Entendemos como consecuencia de todo ello que de no mediar pronto las reformas necesarias para hacer más transparente y creíble el sistema, no pasará mucho tiempo sin que sufra nuevos embates que le hagan entrar en la inestabilidad continua. Hay que recuperar, como me dice un buen amigo agnóstico, “la religiosidad de la política”, lo cual no tiene que ver con los aspectos divinos de la misma, sino con su capacidad de trascendencia, de reconfortar a las personas.

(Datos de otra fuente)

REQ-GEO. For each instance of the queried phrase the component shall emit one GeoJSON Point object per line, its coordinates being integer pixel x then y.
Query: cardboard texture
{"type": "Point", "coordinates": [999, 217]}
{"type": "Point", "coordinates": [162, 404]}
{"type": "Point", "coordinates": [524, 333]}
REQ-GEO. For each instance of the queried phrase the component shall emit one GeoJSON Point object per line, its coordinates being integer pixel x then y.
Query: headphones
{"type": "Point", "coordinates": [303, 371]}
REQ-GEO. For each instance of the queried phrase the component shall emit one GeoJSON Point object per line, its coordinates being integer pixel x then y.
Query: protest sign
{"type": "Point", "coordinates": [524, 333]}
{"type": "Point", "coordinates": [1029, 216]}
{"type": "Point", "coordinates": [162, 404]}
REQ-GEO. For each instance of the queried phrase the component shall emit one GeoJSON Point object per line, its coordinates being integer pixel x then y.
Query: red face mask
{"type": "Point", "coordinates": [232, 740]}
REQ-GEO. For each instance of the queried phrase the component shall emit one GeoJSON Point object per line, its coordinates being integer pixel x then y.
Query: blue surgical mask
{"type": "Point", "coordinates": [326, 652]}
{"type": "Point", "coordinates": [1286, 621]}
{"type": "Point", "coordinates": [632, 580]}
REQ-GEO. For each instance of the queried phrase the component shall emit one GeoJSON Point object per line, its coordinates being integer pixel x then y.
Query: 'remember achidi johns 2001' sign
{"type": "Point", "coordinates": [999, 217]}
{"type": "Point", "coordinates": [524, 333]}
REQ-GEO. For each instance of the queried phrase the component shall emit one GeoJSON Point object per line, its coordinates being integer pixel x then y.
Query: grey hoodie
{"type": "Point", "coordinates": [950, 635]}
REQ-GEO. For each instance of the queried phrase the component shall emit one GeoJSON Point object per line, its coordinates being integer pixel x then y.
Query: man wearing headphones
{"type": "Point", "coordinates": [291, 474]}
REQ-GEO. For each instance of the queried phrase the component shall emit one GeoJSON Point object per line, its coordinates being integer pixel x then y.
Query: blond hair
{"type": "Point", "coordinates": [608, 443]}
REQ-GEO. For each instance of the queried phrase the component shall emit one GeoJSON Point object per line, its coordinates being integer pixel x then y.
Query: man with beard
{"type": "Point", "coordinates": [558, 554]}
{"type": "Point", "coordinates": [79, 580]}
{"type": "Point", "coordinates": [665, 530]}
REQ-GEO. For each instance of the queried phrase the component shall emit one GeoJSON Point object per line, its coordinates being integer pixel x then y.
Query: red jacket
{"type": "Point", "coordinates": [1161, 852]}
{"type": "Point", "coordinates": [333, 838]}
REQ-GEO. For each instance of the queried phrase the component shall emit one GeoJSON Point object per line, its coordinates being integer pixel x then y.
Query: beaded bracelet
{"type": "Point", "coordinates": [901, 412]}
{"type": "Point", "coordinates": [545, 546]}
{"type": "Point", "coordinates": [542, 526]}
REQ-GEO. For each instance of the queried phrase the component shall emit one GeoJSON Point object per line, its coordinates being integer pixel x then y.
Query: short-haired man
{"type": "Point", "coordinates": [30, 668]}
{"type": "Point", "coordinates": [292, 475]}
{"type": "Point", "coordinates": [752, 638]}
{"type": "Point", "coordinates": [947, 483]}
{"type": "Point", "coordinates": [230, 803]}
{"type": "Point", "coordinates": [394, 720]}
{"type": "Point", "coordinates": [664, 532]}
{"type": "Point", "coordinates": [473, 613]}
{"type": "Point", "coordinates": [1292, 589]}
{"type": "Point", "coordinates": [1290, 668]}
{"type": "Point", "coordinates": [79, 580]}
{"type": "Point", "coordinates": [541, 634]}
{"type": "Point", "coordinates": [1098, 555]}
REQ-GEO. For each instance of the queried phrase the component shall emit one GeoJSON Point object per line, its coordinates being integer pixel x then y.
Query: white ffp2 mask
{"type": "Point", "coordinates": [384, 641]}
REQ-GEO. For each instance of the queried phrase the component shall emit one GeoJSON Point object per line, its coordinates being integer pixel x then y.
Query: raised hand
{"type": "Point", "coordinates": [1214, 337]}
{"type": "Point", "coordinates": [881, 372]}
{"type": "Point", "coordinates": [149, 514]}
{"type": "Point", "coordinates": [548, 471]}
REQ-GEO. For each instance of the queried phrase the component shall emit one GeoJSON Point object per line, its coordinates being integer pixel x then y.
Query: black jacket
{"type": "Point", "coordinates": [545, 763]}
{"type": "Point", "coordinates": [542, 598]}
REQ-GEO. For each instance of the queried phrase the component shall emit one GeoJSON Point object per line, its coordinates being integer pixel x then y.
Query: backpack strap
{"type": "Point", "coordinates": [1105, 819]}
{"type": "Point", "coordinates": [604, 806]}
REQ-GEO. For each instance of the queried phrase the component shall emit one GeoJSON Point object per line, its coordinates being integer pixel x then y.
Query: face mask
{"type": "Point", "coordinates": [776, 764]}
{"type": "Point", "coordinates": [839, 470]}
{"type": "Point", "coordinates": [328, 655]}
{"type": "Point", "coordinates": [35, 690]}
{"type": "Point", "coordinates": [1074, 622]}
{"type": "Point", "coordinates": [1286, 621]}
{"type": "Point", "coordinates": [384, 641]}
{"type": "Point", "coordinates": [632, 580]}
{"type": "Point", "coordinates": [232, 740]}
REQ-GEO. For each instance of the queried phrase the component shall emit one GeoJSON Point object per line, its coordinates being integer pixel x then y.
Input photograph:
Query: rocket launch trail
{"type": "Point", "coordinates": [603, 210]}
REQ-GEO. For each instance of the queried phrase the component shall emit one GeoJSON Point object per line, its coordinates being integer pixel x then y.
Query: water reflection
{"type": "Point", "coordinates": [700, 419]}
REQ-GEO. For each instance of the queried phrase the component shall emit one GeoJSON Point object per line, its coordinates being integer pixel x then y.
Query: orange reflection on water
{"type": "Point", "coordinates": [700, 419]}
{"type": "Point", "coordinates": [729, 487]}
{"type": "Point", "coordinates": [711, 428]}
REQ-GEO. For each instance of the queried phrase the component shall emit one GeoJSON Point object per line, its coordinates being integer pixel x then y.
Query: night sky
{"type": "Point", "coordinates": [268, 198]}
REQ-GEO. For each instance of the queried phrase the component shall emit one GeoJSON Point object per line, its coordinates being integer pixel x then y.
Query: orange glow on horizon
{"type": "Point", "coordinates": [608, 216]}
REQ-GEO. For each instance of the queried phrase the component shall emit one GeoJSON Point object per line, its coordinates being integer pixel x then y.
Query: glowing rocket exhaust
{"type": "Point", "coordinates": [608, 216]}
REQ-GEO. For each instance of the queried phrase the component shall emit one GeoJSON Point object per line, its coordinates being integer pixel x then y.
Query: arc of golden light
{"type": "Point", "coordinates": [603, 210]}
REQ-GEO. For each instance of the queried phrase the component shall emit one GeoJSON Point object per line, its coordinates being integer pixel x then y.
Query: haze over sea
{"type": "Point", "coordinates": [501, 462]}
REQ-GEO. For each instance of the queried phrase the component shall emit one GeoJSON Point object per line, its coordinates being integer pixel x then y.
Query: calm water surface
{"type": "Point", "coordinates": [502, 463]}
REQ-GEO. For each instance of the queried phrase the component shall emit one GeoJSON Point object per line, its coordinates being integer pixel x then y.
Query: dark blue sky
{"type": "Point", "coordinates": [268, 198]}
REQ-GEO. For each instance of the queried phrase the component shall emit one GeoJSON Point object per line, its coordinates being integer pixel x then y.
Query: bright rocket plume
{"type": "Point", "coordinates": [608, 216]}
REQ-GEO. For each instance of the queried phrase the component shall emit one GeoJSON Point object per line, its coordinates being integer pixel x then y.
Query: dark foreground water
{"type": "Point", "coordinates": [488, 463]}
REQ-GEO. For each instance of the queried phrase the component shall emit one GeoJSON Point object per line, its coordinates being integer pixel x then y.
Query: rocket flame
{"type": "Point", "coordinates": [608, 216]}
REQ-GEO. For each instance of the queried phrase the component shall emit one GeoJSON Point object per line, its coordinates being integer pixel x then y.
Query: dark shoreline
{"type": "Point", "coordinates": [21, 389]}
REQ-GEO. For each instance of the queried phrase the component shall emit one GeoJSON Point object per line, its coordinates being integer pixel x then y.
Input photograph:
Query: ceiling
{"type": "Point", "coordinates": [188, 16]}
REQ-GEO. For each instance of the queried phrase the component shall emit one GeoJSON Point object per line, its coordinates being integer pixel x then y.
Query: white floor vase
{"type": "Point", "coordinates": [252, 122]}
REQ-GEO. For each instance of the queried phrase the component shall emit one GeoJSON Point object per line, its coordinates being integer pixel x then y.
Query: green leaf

Al cierre de este artículo, no obstante, resulta justo subrayar que algunos políticos se salvan de este descrédito viral. En primer lugar, porque nos atañe, nuestro presidente de la Generalitat, Ximo Puig, cuyo inerme gobierno es compensado por su actitud conciliadora, su tono siempre humanístico e incluso la sugerencia de vías intermedias para la solución de problemas complejos. Con Puig anotemos la buena presencia y leal actitud del presidente gallego, Núñez Feijoo, o la posición equilibrada no exenta de crítica –que nunca debe reprimirse–, del lehendakari Íñigo Urkullu, de la diputada canaria Ana Oramas o de algún que otro alcalde… Es decir, políticos con posiciones políticas diferentes pero con tendencias a la centralidad y al pacto entre distintos, eso que ahora, más que nunca en tiempo de crisis, reclama el Estado.